能装束の文様は多様ですが、個々の役柄を象徴するような文様が特に選ばれることは、あまりありませんでした。しかし、翁狩衣に限っていえば、蜀江文でなくてはならないと考えられていたのです。
翁は、この世に、天下太平、国土安穏、五穀豊穣、子孫繁栄などの大いなる寿福をもたらすとされていました。こうした翁の性格にふさわしく、文様自体もめでたくある必要があったのです。
それではなぜそれが、鶴亀や松竹梅ではなく蜀江文なのか、ということになると、容易に答えを見いだすことはできません。
蜀江文の中に組み込まれた唐花は古くは蓮華であったとする説があります。蓮華が万物を生み出す根源とされていたことと、翁の寿福性とが相通ずるとみるのです。
ところで、図1は江戸時代の典型的な作例。文様は小ぶりで優しく、唐花のほかに和様の雪輪(ゆきわ)文様も交じります。中国風でありながら、いかにも日本人の好みにまとめられています。
図2は、蜀江文から離れつつも、なお翁狩衣の特質をよく示す異色の作品。
蜀江文の格子は竹格子にとってかわり、格子の辻(交点)には鳳凰の丸文と寿の字、そして小さな菊花。地間を桐と竹で埋めます。蜀江文の精神性を基本に、連続割り付け文様という形を踏襲し、さらに唐花に替えて人々になじみやすい吉祥の文様を配しているのです。
江戸時代後期、天保14年(1843)の制作で、畳紙には「宝生(ほうしょう)太夫方にこれあり候形」とあります。
(斎藤 望)
「湖東焼−鳴鳳と幸斎」より
絵付師(えつけし)・鳴鳳(めいほう)
期間 1998年6月12日(金)〜7月12日(日)
湖東焼は、江戸時代後期に彦根の地で焼かれた焼物です。城下の商人紺屋(伊藤)半兵衛によって始められ、のち彦根藩が直接経営する藩窯となって黄金時代を迎えることになります。
黄金時代を迎える頃になると、湖東焼の名を伝え聞き、当地へやってくる絵付師があらわれました。鳴鳳や幸斎(こうさい)もそんな人達でした。ここでは、彼ら絵付師の中で群をぬいて評価の高い鳴鳳について紹介することにしましょう。
鳴鳳は、もと京都の地侍(じざむらい)でした。井伊直弼(いいなおすけ)が13代藩主になった頃、妻子と鸞英(らんえい)という弟を伴い彦根にやってきて、数年ののち伊勢に去ったと伝えています。この間、客分待遇として湖東焼にかかわり、藩窯で白磁にまで仕上げた製品に最後の絵付を行いました。近年まで井伊家に伝えられてきた湖東焼の多くが、鳴鳳の作品で占められています。彼の在藩期間が短いことを考えると、彦根で絵付をした多くが井伊家に納められ、贈答などに用いられたものと考えられます。

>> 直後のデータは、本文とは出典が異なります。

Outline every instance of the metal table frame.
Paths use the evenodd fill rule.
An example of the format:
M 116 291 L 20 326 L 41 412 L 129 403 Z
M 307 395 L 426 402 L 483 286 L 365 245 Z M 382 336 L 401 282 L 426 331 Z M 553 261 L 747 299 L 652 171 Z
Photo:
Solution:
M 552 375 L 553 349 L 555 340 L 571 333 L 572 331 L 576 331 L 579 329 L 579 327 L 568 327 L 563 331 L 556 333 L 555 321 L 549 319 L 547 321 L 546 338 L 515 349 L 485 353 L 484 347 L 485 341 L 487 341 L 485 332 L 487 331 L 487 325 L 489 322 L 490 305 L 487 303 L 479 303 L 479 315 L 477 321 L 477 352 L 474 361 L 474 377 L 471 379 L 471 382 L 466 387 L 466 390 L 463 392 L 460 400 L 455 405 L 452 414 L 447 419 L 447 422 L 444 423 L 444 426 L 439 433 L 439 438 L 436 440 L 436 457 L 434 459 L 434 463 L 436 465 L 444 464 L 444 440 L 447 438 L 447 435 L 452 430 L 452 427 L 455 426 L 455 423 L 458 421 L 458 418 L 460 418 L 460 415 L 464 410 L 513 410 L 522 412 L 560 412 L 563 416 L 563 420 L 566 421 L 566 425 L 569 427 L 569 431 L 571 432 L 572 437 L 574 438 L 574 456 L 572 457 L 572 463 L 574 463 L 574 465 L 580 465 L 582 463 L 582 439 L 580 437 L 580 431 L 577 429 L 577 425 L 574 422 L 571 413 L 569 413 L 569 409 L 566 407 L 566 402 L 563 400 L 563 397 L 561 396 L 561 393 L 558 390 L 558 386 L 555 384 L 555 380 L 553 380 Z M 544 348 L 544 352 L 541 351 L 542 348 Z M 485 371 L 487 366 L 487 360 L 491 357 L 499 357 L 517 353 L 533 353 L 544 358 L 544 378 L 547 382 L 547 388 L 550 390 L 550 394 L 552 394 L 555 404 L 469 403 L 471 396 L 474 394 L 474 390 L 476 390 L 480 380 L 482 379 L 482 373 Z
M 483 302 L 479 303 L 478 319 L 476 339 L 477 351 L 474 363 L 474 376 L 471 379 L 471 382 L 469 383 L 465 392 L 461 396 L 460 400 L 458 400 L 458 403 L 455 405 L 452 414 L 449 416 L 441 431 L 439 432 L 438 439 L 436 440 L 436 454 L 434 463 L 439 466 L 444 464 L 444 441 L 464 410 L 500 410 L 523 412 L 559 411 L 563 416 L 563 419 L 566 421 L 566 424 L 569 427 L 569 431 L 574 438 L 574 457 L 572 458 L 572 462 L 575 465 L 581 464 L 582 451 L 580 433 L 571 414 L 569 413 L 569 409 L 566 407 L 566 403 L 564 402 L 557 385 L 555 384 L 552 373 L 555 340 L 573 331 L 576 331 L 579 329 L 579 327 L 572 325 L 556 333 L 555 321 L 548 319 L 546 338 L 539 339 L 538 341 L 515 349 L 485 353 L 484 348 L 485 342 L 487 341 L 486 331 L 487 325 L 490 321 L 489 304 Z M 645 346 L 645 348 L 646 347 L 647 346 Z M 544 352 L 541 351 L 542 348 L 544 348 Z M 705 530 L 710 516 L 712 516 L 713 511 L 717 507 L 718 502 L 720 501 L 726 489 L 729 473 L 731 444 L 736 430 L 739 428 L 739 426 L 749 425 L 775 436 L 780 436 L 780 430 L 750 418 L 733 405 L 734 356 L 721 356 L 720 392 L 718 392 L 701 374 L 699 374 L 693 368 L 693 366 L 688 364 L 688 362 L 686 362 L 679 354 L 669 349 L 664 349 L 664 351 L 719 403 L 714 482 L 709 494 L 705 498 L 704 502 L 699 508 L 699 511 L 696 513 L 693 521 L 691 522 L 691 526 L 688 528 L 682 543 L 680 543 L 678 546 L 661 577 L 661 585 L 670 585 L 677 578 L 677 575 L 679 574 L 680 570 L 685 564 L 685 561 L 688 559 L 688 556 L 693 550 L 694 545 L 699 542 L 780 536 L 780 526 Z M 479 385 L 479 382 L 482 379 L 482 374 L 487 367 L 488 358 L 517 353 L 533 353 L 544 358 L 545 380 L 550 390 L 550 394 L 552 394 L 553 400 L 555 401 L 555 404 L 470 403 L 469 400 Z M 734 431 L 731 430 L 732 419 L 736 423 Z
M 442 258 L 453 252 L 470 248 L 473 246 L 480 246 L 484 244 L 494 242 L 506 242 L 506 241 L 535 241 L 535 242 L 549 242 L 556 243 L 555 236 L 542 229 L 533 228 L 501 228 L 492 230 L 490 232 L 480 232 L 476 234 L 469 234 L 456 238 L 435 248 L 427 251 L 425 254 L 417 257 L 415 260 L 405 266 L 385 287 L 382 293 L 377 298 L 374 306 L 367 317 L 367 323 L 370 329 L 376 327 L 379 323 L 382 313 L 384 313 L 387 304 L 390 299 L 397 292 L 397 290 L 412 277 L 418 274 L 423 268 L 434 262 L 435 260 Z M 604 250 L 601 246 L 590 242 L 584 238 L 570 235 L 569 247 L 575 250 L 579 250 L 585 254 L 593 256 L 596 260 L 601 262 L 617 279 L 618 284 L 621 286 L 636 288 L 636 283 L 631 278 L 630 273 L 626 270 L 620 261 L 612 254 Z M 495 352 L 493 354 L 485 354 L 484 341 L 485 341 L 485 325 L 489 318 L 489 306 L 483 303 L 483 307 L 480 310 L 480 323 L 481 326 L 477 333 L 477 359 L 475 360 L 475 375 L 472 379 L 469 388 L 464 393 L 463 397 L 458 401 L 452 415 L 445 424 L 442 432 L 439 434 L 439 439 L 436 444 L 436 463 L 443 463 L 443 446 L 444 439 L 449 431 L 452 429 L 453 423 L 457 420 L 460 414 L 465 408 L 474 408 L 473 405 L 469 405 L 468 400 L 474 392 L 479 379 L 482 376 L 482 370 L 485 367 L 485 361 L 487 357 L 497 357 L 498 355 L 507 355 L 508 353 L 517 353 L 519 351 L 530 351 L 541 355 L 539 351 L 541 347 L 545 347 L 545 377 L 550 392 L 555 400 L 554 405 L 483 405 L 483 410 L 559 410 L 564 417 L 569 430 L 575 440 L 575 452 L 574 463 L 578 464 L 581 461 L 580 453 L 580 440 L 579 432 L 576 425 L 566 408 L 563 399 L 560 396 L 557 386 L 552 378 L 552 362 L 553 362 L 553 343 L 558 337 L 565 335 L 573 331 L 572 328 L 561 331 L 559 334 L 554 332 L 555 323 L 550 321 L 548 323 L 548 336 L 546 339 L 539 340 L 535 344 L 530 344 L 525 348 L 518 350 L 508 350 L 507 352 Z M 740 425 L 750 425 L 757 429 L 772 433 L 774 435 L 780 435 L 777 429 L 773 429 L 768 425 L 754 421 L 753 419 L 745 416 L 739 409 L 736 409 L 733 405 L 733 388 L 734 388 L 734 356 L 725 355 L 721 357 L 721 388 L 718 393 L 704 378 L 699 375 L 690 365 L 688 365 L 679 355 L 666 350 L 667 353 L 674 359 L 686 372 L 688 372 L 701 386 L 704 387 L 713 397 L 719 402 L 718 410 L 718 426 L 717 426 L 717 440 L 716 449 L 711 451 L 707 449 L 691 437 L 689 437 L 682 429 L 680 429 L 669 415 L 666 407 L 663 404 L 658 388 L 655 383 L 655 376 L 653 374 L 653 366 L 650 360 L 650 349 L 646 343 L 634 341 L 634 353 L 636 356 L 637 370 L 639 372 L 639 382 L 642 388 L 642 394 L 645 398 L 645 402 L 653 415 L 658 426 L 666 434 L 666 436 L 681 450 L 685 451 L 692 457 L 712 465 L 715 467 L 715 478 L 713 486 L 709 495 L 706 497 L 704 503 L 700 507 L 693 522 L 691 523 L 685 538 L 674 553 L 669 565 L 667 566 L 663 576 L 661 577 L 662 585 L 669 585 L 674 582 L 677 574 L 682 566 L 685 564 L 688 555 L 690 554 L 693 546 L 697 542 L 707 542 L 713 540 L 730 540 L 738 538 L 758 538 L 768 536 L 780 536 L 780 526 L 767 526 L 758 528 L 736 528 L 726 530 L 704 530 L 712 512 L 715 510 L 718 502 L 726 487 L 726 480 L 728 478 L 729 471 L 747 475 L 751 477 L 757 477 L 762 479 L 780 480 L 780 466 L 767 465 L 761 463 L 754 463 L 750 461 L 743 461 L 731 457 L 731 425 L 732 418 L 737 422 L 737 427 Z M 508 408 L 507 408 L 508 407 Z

鳴鳳の作品は煎茶(せんちゃ)や抹茶(まっちゃ)道具を中心に酒器や鉢などがあり、金を多用した金襴手(きんらんで)・赤絵金採そして色鮮やかな色絵で仕上げています。その画風は、写真の建水(けんすい)のように白磁肌を生かした大胆な画面構成のものと、画面を緻密な文様で埋めつくした細密画のような両種がありますが、ともに的確な筆致である点は鳴鳳ならではと言えるでしょう。